Premiere mit Ödön von Horváths „Hin und her“ am Radu Stanca-Nationaltheater

An die Grenzen seiner Geduld gebracht, hat Ferdinand Havlicek (Daniel Bucher, Bildmitte) das Privileg, sich die Ministerpräsidenten – X (Anca Cipariu, links) und Y (Fabiola Petri, rechts) der beiden Länder zu schnappen, die ihn nicht haben wollen.
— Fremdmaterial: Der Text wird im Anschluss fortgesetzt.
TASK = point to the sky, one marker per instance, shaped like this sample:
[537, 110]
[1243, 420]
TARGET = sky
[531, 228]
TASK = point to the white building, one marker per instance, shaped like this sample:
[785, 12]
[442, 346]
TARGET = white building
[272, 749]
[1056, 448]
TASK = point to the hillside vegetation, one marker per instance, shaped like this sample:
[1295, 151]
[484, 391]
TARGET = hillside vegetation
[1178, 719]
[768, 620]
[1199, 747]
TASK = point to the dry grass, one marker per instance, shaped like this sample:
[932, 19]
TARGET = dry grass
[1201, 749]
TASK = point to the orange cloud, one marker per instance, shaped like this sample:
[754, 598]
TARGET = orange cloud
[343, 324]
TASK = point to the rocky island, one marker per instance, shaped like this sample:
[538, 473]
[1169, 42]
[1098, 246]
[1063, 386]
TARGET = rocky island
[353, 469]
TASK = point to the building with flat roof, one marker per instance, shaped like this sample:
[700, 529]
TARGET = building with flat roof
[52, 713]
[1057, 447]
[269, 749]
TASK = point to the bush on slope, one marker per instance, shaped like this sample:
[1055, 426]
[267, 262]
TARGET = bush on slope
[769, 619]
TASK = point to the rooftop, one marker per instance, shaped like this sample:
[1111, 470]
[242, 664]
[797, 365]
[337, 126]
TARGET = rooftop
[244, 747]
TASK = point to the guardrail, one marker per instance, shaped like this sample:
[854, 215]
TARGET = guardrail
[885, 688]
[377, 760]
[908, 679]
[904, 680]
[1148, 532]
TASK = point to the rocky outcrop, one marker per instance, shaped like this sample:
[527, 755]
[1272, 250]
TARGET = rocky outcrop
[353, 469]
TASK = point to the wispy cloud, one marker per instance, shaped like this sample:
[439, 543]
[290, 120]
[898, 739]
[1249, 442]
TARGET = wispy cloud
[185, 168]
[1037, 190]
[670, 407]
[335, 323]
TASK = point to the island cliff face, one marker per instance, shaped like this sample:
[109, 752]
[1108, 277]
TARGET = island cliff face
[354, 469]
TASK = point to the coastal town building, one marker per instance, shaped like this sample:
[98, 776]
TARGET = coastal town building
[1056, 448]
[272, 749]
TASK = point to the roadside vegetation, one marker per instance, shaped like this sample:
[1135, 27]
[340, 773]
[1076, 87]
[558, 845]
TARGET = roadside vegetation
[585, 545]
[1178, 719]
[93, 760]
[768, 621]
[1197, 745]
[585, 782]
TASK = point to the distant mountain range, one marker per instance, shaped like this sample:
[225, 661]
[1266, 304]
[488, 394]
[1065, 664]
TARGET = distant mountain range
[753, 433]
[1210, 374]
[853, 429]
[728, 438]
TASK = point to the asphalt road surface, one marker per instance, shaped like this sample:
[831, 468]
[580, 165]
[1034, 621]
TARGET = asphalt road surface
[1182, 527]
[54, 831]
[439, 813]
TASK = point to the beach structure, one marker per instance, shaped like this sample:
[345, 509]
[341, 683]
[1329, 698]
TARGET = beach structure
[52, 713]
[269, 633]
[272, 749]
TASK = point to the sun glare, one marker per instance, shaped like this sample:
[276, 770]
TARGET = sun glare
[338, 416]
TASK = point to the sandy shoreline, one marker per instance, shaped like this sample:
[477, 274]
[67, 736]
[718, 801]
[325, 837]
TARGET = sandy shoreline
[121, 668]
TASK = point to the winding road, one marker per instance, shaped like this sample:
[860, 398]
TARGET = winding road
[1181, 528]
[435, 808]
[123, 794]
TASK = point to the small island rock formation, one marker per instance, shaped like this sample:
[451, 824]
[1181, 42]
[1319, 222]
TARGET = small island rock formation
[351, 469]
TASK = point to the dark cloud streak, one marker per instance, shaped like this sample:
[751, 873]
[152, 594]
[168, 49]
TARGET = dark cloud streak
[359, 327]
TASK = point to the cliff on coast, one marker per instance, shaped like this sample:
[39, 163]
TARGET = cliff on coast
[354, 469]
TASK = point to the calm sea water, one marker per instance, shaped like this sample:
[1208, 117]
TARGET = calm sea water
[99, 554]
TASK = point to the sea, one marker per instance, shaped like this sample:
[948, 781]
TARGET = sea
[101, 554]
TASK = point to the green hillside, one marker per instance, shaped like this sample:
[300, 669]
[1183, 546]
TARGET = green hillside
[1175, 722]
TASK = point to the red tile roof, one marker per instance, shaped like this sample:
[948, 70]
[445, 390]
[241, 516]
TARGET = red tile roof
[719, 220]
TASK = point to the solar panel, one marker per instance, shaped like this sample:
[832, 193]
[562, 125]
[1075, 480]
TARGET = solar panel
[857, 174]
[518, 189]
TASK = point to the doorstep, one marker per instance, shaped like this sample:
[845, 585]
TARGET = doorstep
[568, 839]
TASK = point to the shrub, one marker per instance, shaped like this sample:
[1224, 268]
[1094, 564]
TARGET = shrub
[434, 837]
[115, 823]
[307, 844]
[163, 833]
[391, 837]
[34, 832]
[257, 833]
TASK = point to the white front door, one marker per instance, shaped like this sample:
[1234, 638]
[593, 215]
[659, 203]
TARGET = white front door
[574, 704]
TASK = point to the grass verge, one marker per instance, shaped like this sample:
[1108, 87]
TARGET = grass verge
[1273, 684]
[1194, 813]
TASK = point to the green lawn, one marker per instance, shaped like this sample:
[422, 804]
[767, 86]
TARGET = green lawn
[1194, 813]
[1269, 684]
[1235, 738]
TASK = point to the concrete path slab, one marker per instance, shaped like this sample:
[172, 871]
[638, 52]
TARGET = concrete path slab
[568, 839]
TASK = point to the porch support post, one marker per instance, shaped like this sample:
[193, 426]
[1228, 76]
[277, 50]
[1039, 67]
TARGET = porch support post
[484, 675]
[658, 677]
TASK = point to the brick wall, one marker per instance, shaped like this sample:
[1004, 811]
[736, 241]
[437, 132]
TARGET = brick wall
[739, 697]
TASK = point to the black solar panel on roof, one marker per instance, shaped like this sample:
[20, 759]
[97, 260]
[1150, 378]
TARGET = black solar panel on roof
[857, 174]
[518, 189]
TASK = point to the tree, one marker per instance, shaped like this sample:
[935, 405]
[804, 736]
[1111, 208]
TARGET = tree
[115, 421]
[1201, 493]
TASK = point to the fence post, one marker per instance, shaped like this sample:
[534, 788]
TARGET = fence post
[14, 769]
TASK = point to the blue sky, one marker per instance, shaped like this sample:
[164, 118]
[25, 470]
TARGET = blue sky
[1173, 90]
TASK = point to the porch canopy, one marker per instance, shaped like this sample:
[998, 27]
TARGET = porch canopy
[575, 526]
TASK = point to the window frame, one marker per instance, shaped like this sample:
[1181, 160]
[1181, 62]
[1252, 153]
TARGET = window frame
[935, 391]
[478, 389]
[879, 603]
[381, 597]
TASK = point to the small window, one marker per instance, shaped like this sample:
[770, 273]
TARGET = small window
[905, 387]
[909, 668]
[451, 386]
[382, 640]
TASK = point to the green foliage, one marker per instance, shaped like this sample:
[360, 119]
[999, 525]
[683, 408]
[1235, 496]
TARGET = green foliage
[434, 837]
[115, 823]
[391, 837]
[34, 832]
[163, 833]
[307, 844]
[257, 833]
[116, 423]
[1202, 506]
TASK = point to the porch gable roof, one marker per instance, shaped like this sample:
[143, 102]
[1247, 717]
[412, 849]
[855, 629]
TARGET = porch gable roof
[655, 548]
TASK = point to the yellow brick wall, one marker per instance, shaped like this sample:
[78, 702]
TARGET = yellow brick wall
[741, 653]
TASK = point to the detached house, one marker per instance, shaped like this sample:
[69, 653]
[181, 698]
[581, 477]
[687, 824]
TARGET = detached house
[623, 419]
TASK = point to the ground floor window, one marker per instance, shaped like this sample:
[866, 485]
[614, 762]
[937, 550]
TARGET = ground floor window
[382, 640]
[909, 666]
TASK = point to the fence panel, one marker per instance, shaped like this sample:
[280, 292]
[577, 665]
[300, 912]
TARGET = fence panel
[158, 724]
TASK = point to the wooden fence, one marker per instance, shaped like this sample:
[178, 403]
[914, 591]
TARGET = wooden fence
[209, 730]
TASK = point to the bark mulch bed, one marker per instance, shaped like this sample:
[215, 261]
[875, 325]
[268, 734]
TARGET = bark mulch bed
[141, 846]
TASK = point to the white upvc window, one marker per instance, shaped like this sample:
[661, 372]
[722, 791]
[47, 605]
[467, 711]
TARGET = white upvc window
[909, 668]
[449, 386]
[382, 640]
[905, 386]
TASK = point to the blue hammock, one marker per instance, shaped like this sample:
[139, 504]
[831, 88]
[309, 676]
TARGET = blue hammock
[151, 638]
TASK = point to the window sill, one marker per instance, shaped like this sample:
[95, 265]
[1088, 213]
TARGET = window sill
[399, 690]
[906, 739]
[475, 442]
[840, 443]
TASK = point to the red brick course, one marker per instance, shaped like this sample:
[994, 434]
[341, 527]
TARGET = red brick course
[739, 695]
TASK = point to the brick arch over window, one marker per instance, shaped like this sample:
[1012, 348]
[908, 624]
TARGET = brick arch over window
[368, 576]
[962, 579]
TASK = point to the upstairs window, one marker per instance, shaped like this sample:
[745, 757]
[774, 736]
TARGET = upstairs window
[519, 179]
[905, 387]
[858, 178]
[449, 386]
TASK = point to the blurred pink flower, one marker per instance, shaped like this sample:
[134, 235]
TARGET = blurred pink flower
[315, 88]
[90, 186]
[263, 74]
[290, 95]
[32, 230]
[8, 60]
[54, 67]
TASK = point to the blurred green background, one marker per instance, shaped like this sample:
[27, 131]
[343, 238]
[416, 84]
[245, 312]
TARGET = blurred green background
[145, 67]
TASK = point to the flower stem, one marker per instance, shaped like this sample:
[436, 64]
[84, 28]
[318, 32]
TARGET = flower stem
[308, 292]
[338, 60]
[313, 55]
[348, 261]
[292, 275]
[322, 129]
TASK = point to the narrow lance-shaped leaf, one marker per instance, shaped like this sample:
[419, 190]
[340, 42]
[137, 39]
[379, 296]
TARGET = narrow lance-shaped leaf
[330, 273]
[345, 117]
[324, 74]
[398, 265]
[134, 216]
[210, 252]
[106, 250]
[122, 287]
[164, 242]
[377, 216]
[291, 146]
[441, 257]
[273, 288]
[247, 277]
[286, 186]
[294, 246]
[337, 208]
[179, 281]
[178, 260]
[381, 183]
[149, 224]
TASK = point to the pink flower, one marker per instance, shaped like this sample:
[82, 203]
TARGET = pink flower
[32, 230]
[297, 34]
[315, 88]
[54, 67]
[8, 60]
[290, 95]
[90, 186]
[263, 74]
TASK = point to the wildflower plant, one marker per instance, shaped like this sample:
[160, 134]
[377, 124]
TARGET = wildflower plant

Foto: Fred NUSS

Grenzenlos absurd und komisch zugleich, so könnte eine Kurbeschreibung des Stückes Hin und her“ lauten, das der Schriftsteller Ödön von Horváth 1933 zunächst unter dem Arbeitstitel „Die Brücke“ geschrieben und es als Posse in zwei Teilen“ bezeichnet hatte. Die Uraufführung fand 13. Dezember 1934 im Schauspielhaus Zürich statt. Das Stück trägt autobiografische Züge, denn Horváth galt ab 1933 in Deutschland nach der nationalsozialistischen Machtergreifung als „unerwünschte Person“. Er musste nach Budapest reisen, um seine ungarische Staatsangehörigkeit zu erneuern. Die Premiere in Zürich nutzte er als Gelegenheit, gemeinsam mit der Schauspielerin Wera Liessem, seiner damaligen Lebensgefährtin, Deutschland zu verlassen.